Interesting: Some Silicon Valley Executives send their children to a low tech school

Why Are Silicon Valley Executives Sending Their Kids to a Tech-Free School? starts with:

You'd think executives at Silicon Valley's top tech firms would be keen to enroll their children in schools chock-full of the latest education technology: one-to-one laptops, iPad programs, digital textbooks, and teachers engaging students using Twitter. But according to The New York Times, some Silicon Valley parents—including the chief technology officer of eBay and execs from Google and Apple—are doing a 180 and sending their kids to the area's decidedly low-tech Waldorf school.

Waldorf's computer-free campuses—teachers use old-school chalkboards and students learn cursive writing with pen and paper—are a sharp contrast from most schools, where access to technology is seen as key to getting kids college- and career-ready. Advocates of Waldorf education say they're not opposed to technology, but there's a time and a place for everything. There are no iPads in kindergarten classrooms at Waldorf schools—instead you'll find plenty of play-based learning and storytelling.

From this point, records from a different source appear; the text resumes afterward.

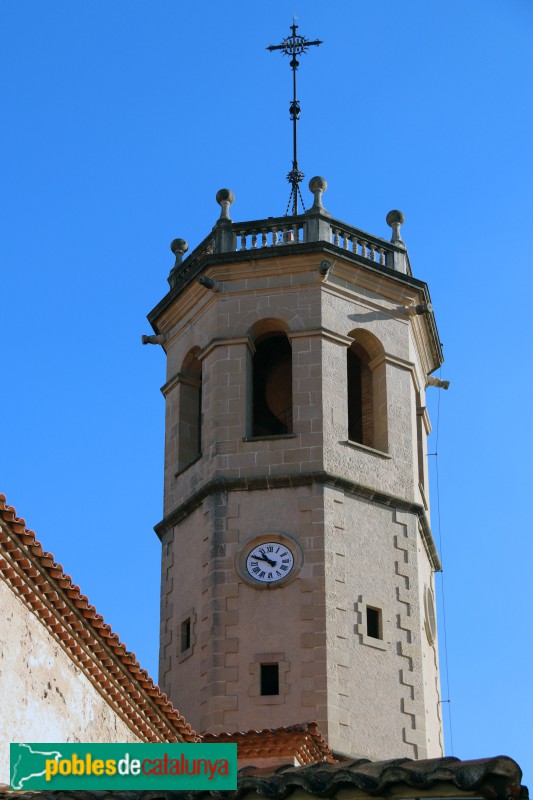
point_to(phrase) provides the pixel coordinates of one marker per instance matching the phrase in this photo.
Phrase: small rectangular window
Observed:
(374, 627)
(269, 679)
(185, 641)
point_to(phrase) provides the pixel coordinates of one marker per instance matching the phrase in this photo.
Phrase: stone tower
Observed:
(298, 560)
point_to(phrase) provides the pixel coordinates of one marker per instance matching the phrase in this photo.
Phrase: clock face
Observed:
(269, 562)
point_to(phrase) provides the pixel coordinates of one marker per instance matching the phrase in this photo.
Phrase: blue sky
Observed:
(120, 122)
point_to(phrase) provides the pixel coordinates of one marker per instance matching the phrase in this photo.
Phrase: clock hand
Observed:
(265, 558)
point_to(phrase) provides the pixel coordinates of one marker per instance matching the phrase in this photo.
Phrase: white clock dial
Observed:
(269, 562)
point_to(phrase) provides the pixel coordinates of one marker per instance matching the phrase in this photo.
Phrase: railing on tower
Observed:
(316, 225)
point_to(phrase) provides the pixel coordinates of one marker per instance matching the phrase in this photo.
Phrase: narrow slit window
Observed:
(185, 637)
(374, 627)
(269, 679)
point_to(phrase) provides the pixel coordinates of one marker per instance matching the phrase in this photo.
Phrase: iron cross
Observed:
(294, 46)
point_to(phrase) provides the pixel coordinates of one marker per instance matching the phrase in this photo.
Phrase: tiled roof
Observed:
(492, 778)
(303, 742)
(39, 581)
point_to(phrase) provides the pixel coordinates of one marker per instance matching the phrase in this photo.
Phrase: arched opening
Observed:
(190, 411)
(360, 397)
(272, 385)
(366, 389)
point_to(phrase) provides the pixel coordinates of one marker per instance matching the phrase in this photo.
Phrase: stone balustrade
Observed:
(316, 225)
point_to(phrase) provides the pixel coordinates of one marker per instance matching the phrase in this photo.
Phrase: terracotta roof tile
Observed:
(43, 586)
(303, 742)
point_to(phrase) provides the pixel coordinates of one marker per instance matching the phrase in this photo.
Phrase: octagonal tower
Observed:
(298, 559)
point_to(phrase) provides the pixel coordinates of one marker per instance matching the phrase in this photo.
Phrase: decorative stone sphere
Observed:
(225, 195)
(179, 246)
(395, 216)
(318, 183)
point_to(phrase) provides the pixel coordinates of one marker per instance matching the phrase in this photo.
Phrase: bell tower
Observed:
(298, 559)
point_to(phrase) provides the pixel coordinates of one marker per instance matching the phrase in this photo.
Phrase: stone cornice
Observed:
(265, 482)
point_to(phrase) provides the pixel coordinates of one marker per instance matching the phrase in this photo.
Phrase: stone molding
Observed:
(263, 482)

"The idea that an app on an iPad can better teach my kids to read or to do arithmetic, that's ridiculous," Alan Eagle, an executive communications employee at Google, told the Times. His fifth-grade daughter attends a Waldorf school and "doesn't know how to use Google," and his middle school-age son is just learning to use the search engine. Instead, his daughter's class is honing their knitting skills in the hopes of eventually producing socks.

Hat tip: Simple Single Mom


Anonymous said...

Another interesting thing about Waldorf schools is they don't push academics at young ages. They play, pretend, do arts and crafts, read lots of stories, and enjoy nature. Basically they are creative.

Henry Cate said...

Thank you for the information. It sounds like Waldorf schools are doing the right thing developmently for children.